Une sorte de couleur reconnaissable et explorable

On entrevoit en elle une constance, une sorte de couleur reconnaissable et explorable à l’envie, et ce n’est pas l’inspiration systématique ou monochrome d’un univers dominé par celui du cinéaste grec Théo Angelopoulos mais plutôt un mariage heureux, sans tragédie pour une fois, sur des territoires telluriques et humains dont les traces dans les livres regorgent de drames emblématiques, avec le souffle que porte un oracle qui ne se laisse pas maîtriser.
Le voyage peut être celui d’un cinéaste, d’un metteur « en scène », il en devient à la fois la mise en abyme et une quête inlassable ; Eleni Karaïndrou tend alors un fil (d’Ariane ?…) auquel nous arrimons notre parcours de sa partition sublimée par l’interprétation de l’altiste Kim Kashkashian mais aussi avec la présence de musiciens comme Jan Garbarek ou Vangelis Christopoulos, signe d’un univers sans frontière.

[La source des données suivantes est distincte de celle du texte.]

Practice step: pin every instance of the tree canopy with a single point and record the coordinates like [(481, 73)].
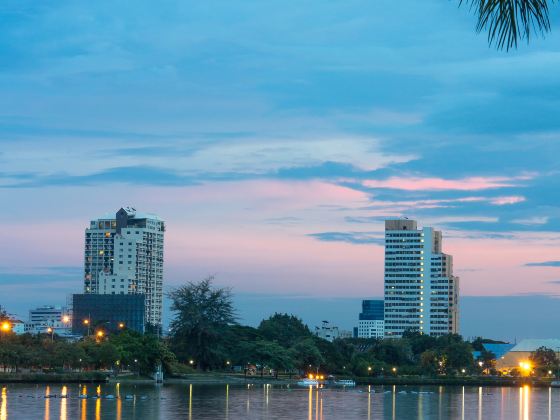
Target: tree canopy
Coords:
[(202, 315), (510, 21)]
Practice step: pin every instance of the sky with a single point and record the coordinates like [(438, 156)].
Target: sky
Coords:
[(274, 138)]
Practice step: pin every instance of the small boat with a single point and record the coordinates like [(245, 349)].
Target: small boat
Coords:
[(345, 382), (308, 382)]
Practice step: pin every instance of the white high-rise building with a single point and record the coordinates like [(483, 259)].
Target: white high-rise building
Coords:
[(421, 292), (124, 254)]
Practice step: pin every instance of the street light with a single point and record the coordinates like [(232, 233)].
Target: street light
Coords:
[(50, 330), (87, 324)]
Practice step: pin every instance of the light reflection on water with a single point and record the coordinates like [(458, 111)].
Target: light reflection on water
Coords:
[(195, 401)]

Une œuvre de liens, de partages, d’émotions humaines

La musique d’Eleni Karaïndrou n’est pour autant pas confinée, ni dans un patrimoine musical par trop hellénique, ni dans un dialogue statique de fatalité ou de prédestination. Elle s’inscrit résolument dans une sonorité marquée mais laisse toute la place à une approche à fleur de peau, comme pour rendre perceptible ce que les êtres vivent en dessous. Les amitiés intenses que l’on perçoit depuis l’interprétation jusqu’à la production de ses musiques, au-delà des travaux qu’elle partage avec des artistes de théâtre, de cinéma, évoquent une vie de liens, de partages, d’émotions humaines.

« Rien dans notre intelligence qui ne soit passé par nos sens… » (Aristote)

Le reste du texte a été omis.